16(16/18)-黄金色の森の向こうへ-
###16(16/18)-黄金色の森の向こうへ-
「おいしい!」
貴族っ娘が何度もいちご牛乳の容器を口にして……それでも量がとても多いのが特徴の某社製品なので、飲み干すまでにはまだまだ時間がかかりそうであった。
「す、すっごい!」
そのまま貴族っ子は、あふれるようにしばらくいちご牛乳の美味しさと、己が今味わったものが甘い飲み物である事を、全身をじたばたとさせて表現していた……のは置いといて、
数分経った頃、貴族っ子は目を輝かせたまま、俺を見ると、
「……そ、そのっ!」
ん?
「りょうみんさんは、りょうみんさん、なんですか、?」
なんやねんその質問、質問になってへんわー、
…と返しつつ、
するとこの異世界貴族っ娘は、言葉に窮した、という感じに、んーと、えーと、…などと唸りだし……
しばし後に、
「りょうみんさん、りょうみんさん、」
こんどはなーにや?
「貴方は、何者なんですかっ?」
ギクッ、と身が凍ったのがこの瞬間だった。
相手は地元領主の孫なので、迂闊に答えを間違ったら………
「……えぇと、その、」
だが、質問の含意は無邪気なものであったようで、するとこっちの後ろめたさの含意は別個のものだったらしい。

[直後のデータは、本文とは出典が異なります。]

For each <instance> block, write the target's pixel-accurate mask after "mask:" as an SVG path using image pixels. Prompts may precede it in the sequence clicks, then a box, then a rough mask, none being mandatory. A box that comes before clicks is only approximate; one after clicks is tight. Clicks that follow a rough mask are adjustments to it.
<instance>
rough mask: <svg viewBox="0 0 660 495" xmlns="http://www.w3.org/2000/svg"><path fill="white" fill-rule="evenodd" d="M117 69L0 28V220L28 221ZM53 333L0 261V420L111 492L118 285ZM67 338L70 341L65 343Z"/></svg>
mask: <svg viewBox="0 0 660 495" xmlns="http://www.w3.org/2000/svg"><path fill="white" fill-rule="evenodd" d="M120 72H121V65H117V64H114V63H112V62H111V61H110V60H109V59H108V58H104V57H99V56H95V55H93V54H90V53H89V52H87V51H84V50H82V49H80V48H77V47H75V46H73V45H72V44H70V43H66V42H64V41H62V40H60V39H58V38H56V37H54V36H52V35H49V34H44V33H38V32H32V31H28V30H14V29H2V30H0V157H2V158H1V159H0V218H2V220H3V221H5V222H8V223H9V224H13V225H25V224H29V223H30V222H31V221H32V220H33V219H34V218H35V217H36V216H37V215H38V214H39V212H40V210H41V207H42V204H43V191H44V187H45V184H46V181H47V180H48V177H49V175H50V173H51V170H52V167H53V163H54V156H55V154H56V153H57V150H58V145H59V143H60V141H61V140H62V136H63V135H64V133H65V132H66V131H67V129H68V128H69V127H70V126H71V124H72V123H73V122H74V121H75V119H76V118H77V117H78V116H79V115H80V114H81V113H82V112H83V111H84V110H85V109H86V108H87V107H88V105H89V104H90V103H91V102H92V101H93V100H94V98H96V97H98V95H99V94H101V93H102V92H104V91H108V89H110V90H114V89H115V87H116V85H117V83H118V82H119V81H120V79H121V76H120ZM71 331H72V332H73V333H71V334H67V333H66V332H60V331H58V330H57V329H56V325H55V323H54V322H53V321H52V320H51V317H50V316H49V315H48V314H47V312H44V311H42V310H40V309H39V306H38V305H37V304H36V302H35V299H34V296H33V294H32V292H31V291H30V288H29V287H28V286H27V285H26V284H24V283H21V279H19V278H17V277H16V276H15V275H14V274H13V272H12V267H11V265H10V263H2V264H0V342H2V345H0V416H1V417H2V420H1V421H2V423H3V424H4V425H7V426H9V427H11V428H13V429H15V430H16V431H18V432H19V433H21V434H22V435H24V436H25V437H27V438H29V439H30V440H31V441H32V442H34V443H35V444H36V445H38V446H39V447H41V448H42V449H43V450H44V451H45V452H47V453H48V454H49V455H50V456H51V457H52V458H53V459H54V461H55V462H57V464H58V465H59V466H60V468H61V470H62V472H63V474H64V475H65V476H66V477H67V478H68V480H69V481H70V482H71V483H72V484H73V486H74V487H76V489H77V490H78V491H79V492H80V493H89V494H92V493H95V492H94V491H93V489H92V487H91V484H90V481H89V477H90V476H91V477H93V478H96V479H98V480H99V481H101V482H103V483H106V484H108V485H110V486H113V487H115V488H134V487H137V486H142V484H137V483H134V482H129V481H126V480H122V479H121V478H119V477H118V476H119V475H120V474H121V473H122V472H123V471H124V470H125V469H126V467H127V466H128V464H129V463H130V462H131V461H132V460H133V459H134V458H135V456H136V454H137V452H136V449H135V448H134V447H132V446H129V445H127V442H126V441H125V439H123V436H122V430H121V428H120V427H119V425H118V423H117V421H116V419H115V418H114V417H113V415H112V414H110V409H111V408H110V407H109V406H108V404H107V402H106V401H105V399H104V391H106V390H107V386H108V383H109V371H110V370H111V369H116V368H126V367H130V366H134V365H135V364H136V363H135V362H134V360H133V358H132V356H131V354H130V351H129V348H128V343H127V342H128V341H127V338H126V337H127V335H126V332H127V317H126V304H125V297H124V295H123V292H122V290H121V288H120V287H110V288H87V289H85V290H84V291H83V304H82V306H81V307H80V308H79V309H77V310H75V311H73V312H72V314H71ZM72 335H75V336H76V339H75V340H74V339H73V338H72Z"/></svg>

それで、俺のこのうしろめたさには……多分気づいていないのだろう。
すぐに俺からの答えが返ってこなかったことで、質問した貴族っ娘はきょとん、となった様だ。
……今度はこっちがたじろぐ番か、
と悪態をつきかけた俺の様子に配慮してなのか、というのは貴族っ子がそれをわかったかは定かではない…が、
或いは、ただ興味心のままに、だったのかも知れないが。
貴族っ子は質問内容を変える、という素振りを見せたあとで、
「もしかして、旅人さん、ですかっ?」
……、
ふとしばらく考えて、冒険商人、と答えようかとも思ったが……
それはやめて、
「ただの旅商人かもね、」
と答えておいた。
「……なるほど…… 」
うーん、戸惑われるかもとは思ったけれど、しかしこの受けごたえでいいだろう、とも思う……なにか今以上の厄介事にならない限りは。
「そ、その、お礼を言いたいです!」
食い下がり……なのかどうなのか、俺にはわからなかった。相も変わらず貴族っ子の目は輝いていたから、俺が気に病みすぎていただけかもしれないが。
とにかく、
それは何度も聞いた、と相づちを返そうとして、
「そのっ、お礼を言いたい、だけだったのに、……」
………
「ごめんなさい、ごはんも奪っちゃって、いただいちゃったのに、さっき、疑っちゃって、」
とりあえず、俺は“気にするな、”としか言えないわけだ。
「そ、それでっ、その……」
見せるように、俺はボトルの残りの練乳コーヒーを、キャップを開けて全てを飲み干した。ほんの少ししか入っていないので、一口で胃に収まった。
そのまま空になったボトルを、貴族っ子に見せながら、ゆらゆらと揺らす。
ハッ、という顔になった貴族っ娘は、そのまま再度、いちご牛乳の残りを飲むのに取り掛かり始めた。
年相応どころか、それ以上にサマにならない仕草と身振りで、初めて飲むであろう、いちご牛乳のペットボトルをごくごくと飲む異世界っ娘、改め貴族っ娘。
その様子を俺は見ながら、森の風景へと視線の先を移らせる。